The suit, filed late last year and amended late last week, is the first in the nation to seek class-action status and could drastically change the landscape of lawsuits against universities.
“Unfortunately, the misapplication of Title IX has reached new depths at Michigan State,” said Andrew Miltenberg, the lawyer who filed the suit for a student going by John Doe. “Michigan State, in trying to distract attention from its own misdeeds, is consistently and systemically using Title IX as a weapon of law against its accused students, with life-altering consequences for these young men and women.”
The suit was originally filed by an MSU student in December 2018.
Doe filed the lawsuit Dec. 20, seven months after he was suspended from the university.
In the lawsuit, Doe said he had sex that he believed was consensual with a female friend on the night of Feb. 23, 2018, at his fraternity house. During sex, Doe said the woman "appeared uncomfortable and was shivering." He stopped and asked her if she was OK, according to the lawsuit. She then left his room. Later that night, Doe got a text from a friend, who said the woman told her he forced himself onto her. The woman filed a sexual assault report with the Office of Institutional Equity four days later.

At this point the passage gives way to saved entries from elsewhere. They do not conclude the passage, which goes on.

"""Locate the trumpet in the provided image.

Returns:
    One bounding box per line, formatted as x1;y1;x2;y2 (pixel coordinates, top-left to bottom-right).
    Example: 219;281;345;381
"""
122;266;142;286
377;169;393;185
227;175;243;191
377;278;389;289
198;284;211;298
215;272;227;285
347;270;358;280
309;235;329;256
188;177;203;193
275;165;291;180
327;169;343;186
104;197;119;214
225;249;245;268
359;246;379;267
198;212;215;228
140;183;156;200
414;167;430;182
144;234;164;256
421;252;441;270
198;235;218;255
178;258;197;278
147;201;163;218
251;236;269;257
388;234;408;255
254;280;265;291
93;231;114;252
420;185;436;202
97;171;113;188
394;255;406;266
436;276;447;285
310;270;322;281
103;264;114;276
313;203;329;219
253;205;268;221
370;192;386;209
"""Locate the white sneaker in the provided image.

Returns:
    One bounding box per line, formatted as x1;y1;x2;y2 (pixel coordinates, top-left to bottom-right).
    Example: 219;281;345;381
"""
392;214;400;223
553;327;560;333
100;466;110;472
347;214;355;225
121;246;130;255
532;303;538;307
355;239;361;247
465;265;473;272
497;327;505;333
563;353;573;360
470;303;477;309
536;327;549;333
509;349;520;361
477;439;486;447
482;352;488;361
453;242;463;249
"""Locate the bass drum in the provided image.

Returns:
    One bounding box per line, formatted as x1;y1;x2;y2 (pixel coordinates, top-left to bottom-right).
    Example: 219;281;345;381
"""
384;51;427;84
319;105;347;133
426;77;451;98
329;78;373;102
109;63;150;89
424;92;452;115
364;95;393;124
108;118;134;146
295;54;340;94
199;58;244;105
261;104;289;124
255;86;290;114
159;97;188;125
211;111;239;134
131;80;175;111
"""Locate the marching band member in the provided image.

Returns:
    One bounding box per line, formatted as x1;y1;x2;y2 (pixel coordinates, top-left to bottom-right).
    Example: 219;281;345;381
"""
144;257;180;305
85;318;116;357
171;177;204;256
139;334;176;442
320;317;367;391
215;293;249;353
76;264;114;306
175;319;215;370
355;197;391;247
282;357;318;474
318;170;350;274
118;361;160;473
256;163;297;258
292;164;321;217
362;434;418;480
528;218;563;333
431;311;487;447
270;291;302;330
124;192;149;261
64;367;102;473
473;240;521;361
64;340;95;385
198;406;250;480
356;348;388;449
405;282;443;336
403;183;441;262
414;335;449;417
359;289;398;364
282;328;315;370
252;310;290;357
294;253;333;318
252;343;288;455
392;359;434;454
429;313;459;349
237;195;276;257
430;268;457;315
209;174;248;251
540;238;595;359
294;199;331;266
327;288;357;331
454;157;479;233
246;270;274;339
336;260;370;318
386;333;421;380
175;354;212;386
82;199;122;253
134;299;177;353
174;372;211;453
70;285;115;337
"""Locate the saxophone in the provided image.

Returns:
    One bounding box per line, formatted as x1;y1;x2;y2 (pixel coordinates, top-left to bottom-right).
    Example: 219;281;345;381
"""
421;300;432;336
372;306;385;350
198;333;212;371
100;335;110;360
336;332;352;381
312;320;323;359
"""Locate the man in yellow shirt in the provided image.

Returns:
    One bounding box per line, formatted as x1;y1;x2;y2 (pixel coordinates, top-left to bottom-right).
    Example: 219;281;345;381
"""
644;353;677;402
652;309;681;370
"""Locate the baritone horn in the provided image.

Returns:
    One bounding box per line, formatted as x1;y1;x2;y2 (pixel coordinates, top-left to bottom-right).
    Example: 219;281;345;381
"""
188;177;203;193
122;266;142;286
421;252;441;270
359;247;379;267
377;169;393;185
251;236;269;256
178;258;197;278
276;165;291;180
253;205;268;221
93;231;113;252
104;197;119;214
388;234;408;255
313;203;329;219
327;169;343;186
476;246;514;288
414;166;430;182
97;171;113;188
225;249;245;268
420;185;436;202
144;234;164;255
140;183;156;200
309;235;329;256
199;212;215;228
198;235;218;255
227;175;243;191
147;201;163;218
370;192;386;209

The male student was then suspended from MSU for two years.
But his original lawsuit and the filing late last week argue that MSU did not offer him true due process — a chance for a live hearing where he could question his accuser directly.
The federal 6th Circuit Court of Appeals, which covers Michigan and nearby states, ruled in 2018 that the University of Michigan erred in a sexual assault investigation when it did not offer a live hearing with direct questioning when cases involved he said/she said questions of credibility.
That ruling left the door open for a class-action suit, said Miltenberg, of Nesenoff & Miltenberg LLP. His firm has handled hundreds of cases for students accused of sexual assault around the country.
"For a long time, people would ask why there wasn't a class action," Miltenberg told the Free Press. "There wasn't a law on the books we could hold a class action on. Now there is."
That law is the ruling in the U-M case. An exact number of students who could be impacted isn't known — however, Miltenberg said lawyers intend to look back to 2011, when the then-Obama administration sent a "Dear Colleague" letter to universities upping the pressure to run sex assault investigations and spelling out what needed to be done.
In the suit, those eligible are defined as: "All MSU students and/or former students, including prospective and future students, subjected to a disciplinary sanction, suspension, or expulsion pursuant to a finding of responsibility under the (sexual violence) Policy (or its predecessor and/or successor policy/policies) without first being afforded a live hearing and opportunity for cross examination."
The class action would seek to have MSU ordered to "vacating/expunging their disciplinary records and reversing/vacating the sanctions."
If successful, the same strategy could be tried at universities all across Michigan and the Midwest.